Postgresql – Is it possible to optimize such a SQL query on a Postgres DB?

postgresql

Is there is a correct way to optimize such a query? Currently it takes around 250 ms for an execution. It is used for the duplication check. The execution plan is here https://explain.depesz.com/s/CRno. Thanks in advance.
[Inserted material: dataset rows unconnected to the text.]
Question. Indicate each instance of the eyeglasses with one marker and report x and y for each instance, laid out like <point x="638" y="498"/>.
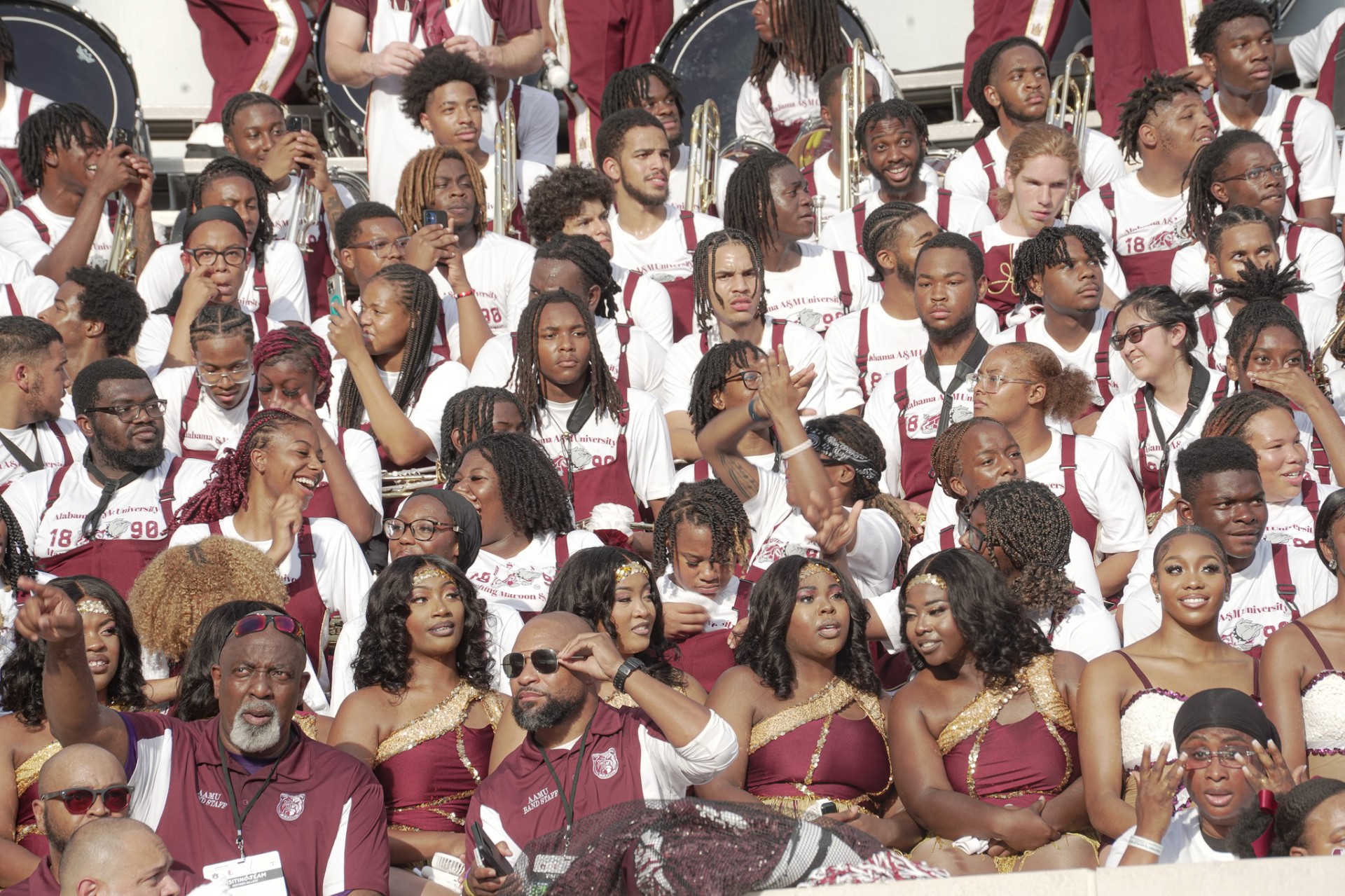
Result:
<point x="992" y="382"/>
<point x="130" y="413"/>
<point x="81" y="799"/>
<point x="421" y="529"/>
<point x="1258" y="174"/>
<point x="544" y="661"/>
<point x="382" y="248"/>
<point x="1136" y="333"/>
<point x="235" y="256"/>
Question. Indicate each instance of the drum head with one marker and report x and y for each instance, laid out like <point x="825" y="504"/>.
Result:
<point x="710" y="48"/>
<point x="67" y="55"/>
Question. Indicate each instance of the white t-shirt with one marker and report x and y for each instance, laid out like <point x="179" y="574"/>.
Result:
<point x="1314" y="142"/>
<point x="649" y="450"/>
<point x="803" y="346"/>
<point x="19" y="235"/>
<point x="286" y="282"/>
<point x="523" y="580"/>
<point x="892" y="342"/>
<point x="966" y="175"/>
<point x="494" y="365"/>
<point x="343" y="580"/>
<point x="663" y="254"/>
<point x="810" y="294"/>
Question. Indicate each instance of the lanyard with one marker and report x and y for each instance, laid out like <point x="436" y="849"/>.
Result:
<point x="233" y="801"/>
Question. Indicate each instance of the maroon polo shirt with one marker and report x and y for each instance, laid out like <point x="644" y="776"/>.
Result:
<point x="323" y="811"/>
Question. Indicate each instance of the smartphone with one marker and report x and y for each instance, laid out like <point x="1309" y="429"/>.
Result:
<point x="488" y="853"/>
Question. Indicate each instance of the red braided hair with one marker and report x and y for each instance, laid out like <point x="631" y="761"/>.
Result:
<point x="226" y="492"/>
<point x="301" y="345"/>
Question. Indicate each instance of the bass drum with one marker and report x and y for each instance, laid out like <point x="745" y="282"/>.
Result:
<point x="710" y="49"/>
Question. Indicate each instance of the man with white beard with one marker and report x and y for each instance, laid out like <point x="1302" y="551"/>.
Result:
<point x="320" y="818"/>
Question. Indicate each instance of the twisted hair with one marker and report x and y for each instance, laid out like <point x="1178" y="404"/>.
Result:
<point x="703" y="272"/>
<point x="185" y="583"/>
<point x="586" y="586"/>
<point x="51" y="130"/>
<point x="1026" y="521"/>
<point x="764" y="647"/>
<point x="981" y="73"/>
<point x="416" y="188"/>
<point x="1204" y="171"/>
<point x="532" y="492"/>
<point x="808" y="41"/>
<point x="1159" y="89"/>
<point x="299" y="346"/>
<point x="991" y="621"/>
<point x="881" y="228"/>
<point x="712" y="505"/>
<point x="471" y="413"/>
<point x="226" y="492"/>
<point x="384" y="656"/>
<point x="235" y="167"/>
<point x="527" y="371"/>
<point x="748" y="205"/>
<point x="593" y="263"/>
<point x="421" y="302"/>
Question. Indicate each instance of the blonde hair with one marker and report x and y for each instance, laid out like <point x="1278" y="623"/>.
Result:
<point x="185" y="583"/>
<point x="1037" y="140"/>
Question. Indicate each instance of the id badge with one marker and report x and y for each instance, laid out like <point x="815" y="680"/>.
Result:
<point x="258" y="875"/>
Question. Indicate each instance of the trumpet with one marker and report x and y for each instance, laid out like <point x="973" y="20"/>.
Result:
<point x="703" y="167"/>
<point x="1068" y="109"/>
select case when count(claim0_.clm_id_int)>0 then true else false end as col_0_0_ 
from claim_clm claim0_ 
inner join sup_mbr_sbp supplierbu1_ 
    on claim0_.clm_sbp_int_fk=supplierbu1_.sbp_id_int 
inner join merchant_program_mbr merchantprogr2_ 
    on supplierbu1_.sbp_mbr_int_fk=merchantprogr2_.mbr_id_int 
inner join merchant_buy merchant4_ 
    on merchantprogr2_.mbr_buy_int_fk=merchant4_.buy_id_int 
inner join supplier_sup supplier5_ 
    on supplierbu1_.sbp_sup_int_fk=supplier5_.sup_id_int 
inner join channel_cha channel3_ 
    on merchantprogr2_.mbr_cha_int_fk=channel3_.cha_id_int 
left outer join currency_cur currency6_ 
    on claim0_.clm_cur_int_fk=currency6_.cur_id_int 
where claim0_.clm_active_bln=true
and claim0_.clm_original_invoice_dtm='2019-11-25 00:00:00'
and claim0_.clm_original_maturity_dtm='2020-05-05 00:00:00'
and claim0_.clm_certified_amount_dbl=100
and supplierbu1_.sbp_id_int=2604 and currency6_.cur_id_int=3
and (claim0_.clm_status in ('NEW' ,  'VALIDATION_FAILED'))
and (claim0_.clm_supplier_claim_reference_str=NULL
    and supplier5_.sup_id_int=2620
    and supplier5_.sup_sup_clm_ref_in_dup_check_bln=true
    or claim0_.clm_merchant_claim_reference_str=''
    and merchant4_.buy_id_int=2055
    and merchant4_.buy_buy_clm_ref_in_dup_check_bln=true
    or channel3_.cha_duplication_check_type_str='CheckType1'
    and claim0_.clm_reference_str='TESTD00016121901' 
    and merchant4_.buy_id_int=2055
    or channel3_.cha_duplication_check_type_str='CheckType2'
    and claim0_.clm_reference_str='TESTD00016121901'
    and channel3_.cha_id_int=2007);

`

Best Answer

Taking a top down-approach, you have a nested loop which retrieves 1,728,571 rows, only to immediately filter them down to 11,010 in the next node up. Maybe you can use an index to eliminate them before going through the work of fetching them. It isn't clear what index that would be, or if it currently exists or not, or even if it is possible. So I'd probably start by doing set enable_mergejoin=off, to force it choose a different plan. Maybe you already have the index, and the planner is just not using it because of mis-estimations.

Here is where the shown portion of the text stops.